Les réseaux sociaux, en particulier, sont très efficaces dans ce domaine. Ils sont gratuits, rapides et sans risque pour ceux qui les utilisent. La preuve : même si un compte Twitter faisant l’apologie du terrorisme se fait repérer et fermer sur Twitter, son titulaire peut instantanément en ouvrir un autre (et même y rappatrier tous ses anciens contacts s’il est un peu malin).
Aussi, Twitter permet de diffuser des liens vers des vidéos ou photos interdites, et les diffuser auprès d’un maximum de monde. De même, doctrines et mouvements idéologiques se répandent très facilement par l’usage de ce que certains appellent des « bombes » : l’ajout abusif d’un mot-clé très populaire sur Twitter dans un message de propagande (qui n’a donc rien à voir avec ledit mot-clé). Et voilà comment un ado qui suit des conversations innocentes via un hashtag anodin, peut se retrouver nez à nez avec des posts de djihadistes, par exemple…
Des lois sécuritaires déjà bien en place
Alors, comment mieux lutter contre ces nouvelles formes d’embrigadement ? Manuel Valls et son ministre Bernard Cazeneuve préconisent un renforcement de la surveillance des réseaux. Un doux rêve ? Ou peut-on effectivement être plus efficace ? A voir… Car la France ne part pas de zéro en matière de surveillance électronique. Au moins quatre lois permettent actuellement aux enquêteurs de faire ce travail :
1/ Ils peuvent demander aux hébergeurs de sites de supprimer des contenus illicites et de leur transmettre une pleine année d’informations (toutes les données de connexion) sur leurs utilisateurs.
2/ Les cyberenquêteurs peuvent aussi utiliser des logiciels espions pour intercepter des communications.
3/ Depuis la récente loi antiterroriste, on peut bloquer les sites incitant à commettre des actes terroristes ou en faisant l’apologie, sans passer par un juge (sur simple demande de l’Office de lutte contre la cybercriminalité).
4/ La nouvelle loi peut aussi punir les auteurs de tels messages en ligne risquent sept ans de prison et 100 000 euros d’amende.

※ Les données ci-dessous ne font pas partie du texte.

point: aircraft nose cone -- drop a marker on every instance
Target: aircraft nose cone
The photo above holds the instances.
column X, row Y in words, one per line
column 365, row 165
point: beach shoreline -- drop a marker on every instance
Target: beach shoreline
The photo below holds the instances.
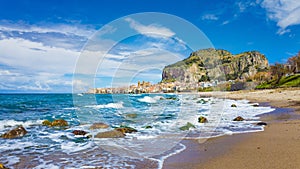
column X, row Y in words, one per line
column 276, row 147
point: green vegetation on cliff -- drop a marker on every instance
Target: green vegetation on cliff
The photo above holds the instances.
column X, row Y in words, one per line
column 208, row 64
column 285, row 82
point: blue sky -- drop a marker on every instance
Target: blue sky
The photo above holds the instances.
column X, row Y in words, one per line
column 42, row 41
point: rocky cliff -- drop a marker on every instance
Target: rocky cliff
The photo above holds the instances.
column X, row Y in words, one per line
column 209, row 64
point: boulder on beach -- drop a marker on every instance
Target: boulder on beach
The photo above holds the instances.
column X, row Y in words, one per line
column 126, row 129
column 79, row 132
column 99, row 126
column 148, row 127
column 59, row 123
column 56, row 123
column 131, row 115
column 110, row 134
column 46, row 123
column 187, row 126
column 202, row 119
column 238, row 118
column 261, row 123
column 2, row 166
column 233, row 105
column 19, row 131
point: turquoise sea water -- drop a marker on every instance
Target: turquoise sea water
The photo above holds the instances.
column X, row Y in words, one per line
column 44, row 147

Un fichier européen des passagers aériens
Que manque-t-il, selon le gouvernement, à cet arsenal ? Avant la fin du mois de mars, il devrait présenter un projet de loi sur le Renseignement pour élargir encore les moyens de captation des contenus numériques. En attendant, une autre mesure est discutée à Bruxelles : l’utilisation par les Etats des PNR (Passenger Name Record), qui permettrait de créer un fichier européen contenant toutes les données transmises par les passagers aux compagnies aériennes lors de la réservation d’un vol. Les eurodéputés se sont engagés à finaliser cette directive cette année. Mais à une condition : qu’il y ait en parallèle, un renforcement et de réelles avancées sur la protection des données.

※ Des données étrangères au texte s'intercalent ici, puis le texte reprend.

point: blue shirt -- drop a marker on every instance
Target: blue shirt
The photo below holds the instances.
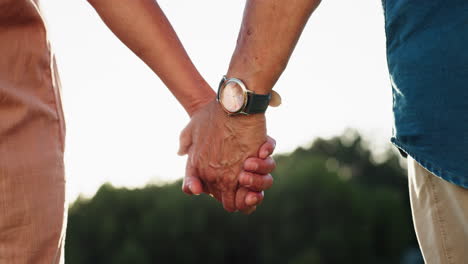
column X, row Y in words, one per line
column 427, row 54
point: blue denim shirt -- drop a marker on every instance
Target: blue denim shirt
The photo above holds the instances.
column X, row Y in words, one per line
column 427, row 54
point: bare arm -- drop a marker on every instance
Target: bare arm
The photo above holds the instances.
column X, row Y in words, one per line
column 269, row 33
column 143, row 27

Les cyberlibertés en danger
Incontestablement, ces nouvelles mesures de cybersurveillance inquiètent les députés européens, comme tous les défenseurs de la vie privée. Les risques ? Que le cadre de ces cybersurveillances renforcées ne soit pas suffisamment défini et donne lieu à des dérapages. Que la cybersurveillance vire à la suspicion systématique. Qu’une provocation d’un internaute sur le web, en fasse un suspect interdit de passer une quelconque frontière. Que la liberté d’expression sur la Toile en prenne un grand coup.

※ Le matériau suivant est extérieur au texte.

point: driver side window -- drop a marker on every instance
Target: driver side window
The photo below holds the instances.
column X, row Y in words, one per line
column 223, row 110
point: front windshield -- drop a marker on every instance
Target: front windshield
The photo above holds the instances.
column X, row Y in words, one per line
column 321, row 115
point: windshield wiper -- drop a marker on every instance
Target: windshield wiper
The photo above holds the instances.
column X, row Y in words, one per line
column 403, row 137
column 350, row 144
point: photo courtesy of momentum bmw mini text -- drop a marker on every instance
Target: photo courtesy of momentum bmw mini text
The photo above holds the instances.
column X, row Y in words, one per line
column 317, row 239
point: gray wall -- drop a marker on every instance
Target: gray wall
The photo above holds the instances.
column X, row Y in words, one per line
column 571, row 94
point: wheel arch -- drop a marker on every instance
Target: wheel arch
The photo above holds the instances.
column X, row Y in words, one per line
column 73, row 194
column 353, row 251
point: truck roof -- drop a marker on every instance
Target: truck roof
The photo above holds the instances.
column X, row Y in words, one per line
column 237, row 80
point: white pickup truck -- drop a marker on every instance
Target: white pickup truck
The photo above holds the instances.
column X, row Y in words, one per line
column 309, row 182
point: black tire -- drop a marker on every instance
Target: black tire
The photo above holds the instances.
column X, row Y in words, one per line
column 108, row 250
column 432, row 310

Au minimum, et sans faire dans l’idéologie ou le catastrophisme, il est essentiel que les mesures qui seront prises soient transparentes pour les citoyens, leur offrent des recours et qu’un contrôle important soit imposé sur les écoutes électroniques. Enfin, toute colllecte de données devrait toujours être justifiée et respecter une certaine proportionnalité. C’est ce à quoi le Parlement européen va travailler, et aboutir, je l’espère, d’ici à la fin 2015.